Frequently Asked Questions

What's the difference between HPA and VPA?

HPA (HorizontalPodAutoscaler) adds more pod replicas. VPA (VerticalPodAutoscaler) adjusts the CPU/memory requests of existing pods. HPA is for stateless apps; VPA is useful for single-replica stateful workloads or when you can't scale horizontally. They can be used together but need careful configuration to avoid conflicts.

Why does HPA need metrics-server?

HPA reads resource metrics (CPU, memory) via the Kubernetes metrics API, which is provided by metrics-server. Without it, HPA cannot observe utilisation and will not scale.

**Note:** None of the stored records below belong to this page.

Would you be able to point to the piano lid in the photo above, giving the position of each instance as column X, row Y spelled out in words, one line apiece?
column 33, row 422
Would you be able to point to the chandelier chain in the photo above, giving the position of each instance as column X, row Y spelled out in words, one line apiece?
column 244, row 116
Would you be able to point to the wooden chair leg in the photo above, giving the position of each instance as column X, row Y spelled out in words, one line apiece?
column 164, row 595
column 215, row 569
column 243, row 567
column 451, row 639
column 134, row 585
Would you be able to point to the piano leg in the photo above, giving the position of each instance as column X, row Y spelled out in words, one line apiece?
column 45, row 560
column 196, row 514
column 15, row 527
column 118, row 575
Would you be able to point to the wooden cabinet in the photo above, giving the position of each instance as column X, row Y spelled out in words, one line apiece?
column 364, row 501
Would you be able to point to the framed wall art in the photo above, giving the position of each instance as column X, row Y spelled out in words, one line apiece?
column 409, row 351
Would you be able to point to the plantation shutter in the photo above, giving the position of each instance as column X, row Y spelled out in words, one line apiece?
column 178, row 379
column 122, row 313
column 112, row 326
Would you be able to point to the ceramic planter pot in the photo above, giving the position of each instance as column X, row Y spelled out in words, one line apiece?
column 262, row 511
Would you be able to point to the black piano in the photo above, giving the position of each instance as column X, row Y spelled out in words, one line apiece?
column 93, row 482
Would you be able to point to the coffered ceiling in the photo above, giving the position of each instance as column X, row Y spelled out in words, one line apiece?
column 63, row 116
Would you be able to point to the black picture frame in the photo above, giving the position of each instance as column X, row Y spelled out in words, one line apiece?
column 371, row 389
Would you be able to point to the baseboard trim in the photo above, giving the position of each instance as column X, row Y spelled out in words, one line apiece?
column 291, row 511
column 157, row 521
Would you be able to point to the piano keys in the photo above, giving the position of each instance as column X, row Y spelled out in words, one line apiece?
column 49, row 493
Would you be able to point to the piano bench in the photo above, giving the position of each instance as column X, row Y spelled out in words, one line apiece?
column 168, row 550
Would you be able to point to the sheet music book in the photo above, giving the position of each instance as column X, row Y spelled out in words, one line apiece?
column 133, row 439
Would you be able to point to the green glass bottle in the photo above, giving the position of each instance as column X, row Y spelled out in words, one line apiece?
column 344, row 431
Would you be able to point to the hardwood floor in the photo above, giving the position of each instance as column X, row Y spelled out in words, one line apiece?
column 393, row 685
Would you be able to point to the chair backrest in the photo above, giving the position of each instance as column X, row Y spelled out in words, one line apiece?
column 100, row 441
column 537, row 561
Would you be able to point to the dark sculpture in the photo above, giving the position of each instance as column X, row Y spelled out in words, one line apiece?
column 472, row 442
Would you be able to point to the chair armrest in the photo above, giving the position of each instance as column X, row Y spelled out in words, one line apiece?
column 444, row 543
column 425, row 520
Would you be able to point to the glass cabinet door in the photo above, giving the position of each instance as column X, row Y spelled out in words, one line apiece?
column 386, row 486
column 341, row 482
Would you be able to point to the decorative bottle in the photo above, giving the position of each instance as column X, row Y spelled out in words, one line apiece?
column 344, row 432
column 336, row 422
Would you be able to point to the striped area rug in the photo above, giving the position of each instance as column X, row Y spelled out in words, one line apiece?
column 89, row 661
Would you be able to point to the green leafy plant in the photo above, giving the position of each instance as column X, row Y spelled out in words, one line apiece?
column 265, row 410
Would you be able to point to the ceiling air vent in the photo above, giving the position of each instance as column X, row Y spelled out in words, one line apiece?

Install it with: kubectl apply -f https://github.com/kubernetes-sigs/metrics-server/releases/latest/download/components.yaml

What does the stabilisation window prevent?

Without a scale-down stabilisation window, HPA might scale down too aggressively after a short traffic spike — then scale back up again when traffic returns, causing thrashing. The default 300s window means HPA waits 5 minutes of consistently low load before reducing replicas.

What's a good CPU target percentage?

70% is a common starting point — it leaves 30% headroom before a pod is CPU-saturated while still triggering scale-out early enough. Setting it too high (>85%) means you scale out too late and requests queue. Too low (<50%) means you waste compute on pods that are mostly idle.